Father, Have I forsaken you? Why am I afflicted with the mental ailments? When my panic attacks consumes me and leaves me without answers and I gasp for air of the tribulations and desperate need for oxygen? Father, have you not seen my distresses and the hatred of those who hate me and want me to leave this Earth? They come in hundreds and they all pray the same cursed prayers for death of my life. Please Father, have mercy upon my soul and upon my body, mind and health, restore my blessings and restore my mind to peace and calm, as I toil with panic attacks and my work becomes a dreaded occupation. Please help me, so I can work my field and be amongst my friends who love me and care for me at work where I can help the community and heal my life. Have mercy on this servant as I work with my peers and want to complete my mission and purpose to write, pray and labor with joy, so that these panic attacks won't hinder your blessings. Father hear my prayers and laments, as I feel curses over me and into my life from those who hate me and want heartaches and sufferings to harm me. Please cast out demons from my life, my soul, my health and mind so those who do have the powers to offend you with curses and tremors towards me are dumbfounded and avail to nonsense.

 

Father, help me so I know what to do during these trial times and evening pursuits of labor and mercy so I know how to handle myself.

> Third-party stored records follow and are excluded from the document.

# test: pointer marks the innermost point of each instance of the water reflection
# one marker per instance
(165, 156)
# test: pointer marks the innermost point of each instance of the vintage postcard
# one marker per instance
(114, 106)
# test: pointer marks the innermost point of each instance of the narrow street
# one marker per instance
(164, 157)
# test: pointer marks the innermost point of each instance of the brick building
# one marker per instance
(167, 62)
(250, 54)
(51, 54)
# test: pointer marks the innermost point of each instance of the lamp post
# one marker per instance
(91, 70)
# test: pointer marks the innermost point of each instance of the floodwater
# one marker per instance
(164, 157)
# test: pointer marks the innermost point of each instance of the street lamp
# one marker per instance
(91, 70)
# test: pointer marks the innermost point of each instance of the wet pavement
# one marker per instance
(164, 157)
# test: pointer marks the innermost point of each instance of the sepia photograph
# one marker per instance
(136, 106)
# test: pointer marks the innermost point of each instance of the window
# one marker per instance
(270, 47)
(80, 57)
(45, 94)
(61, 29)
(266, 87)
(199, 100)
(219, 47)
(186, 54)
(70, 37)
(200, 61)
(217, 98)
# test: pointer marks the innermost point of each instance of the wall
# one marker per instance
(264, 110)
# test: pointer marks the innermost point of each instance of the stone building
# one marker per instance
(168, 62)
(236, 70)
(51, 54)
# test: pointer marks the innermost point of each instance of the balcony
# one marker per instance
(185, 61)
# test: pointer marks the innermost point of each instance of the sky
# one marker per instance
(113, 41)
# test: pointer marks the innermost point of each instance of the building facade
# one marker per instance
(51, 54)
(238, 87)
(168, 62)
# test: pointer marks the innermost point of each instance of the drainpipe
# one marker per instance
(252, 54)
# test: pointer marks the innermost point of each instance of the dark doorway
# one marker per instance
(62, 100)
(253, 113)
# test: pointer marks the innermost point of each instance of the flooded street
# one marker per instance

Please help me so I won't be harmed and I won't end my life. Please help my thoughts from spiraling and unknown thoughts of harm towards myself when I don't know what to do during these panic attacks. Please cast out the demons of hopelessness from me. Please cast out panic attacks out of my heart, mind, and soul and even the medications that need to be amended, please guide me through it. Please help me live and help me to live without these burdens of mental ailments although it is a diagnosis, but it doesn't have to be a life burden. Please help me so I know how to handle myself and how I can carry my life and how to carry my illness and how to cope from it. Please forgive me for the things I don't mean to do and for the things I did that was wrong in Your eyes. Help me, God, don't place me in the predicaments of failures and harm. I pray and plead that You will place me in the places of thriving success and to see my growth and my maturity flourish. Please help me, Jesus, to pluck out and cast out the panic attacks from me and the chest I breathe in and out from, to please help me thrive and breathe in love and exhale compassion and to keep breathing in and out for service for You, Jesus. Please have mercy upon me, Jesus, please Father God, hear my lamentations and hear my cry as I suffer these panic attacks during the days and evenings and I cannot function properly without proper breath. Please help me. Cast out these panic attacks from me, forever. Amin.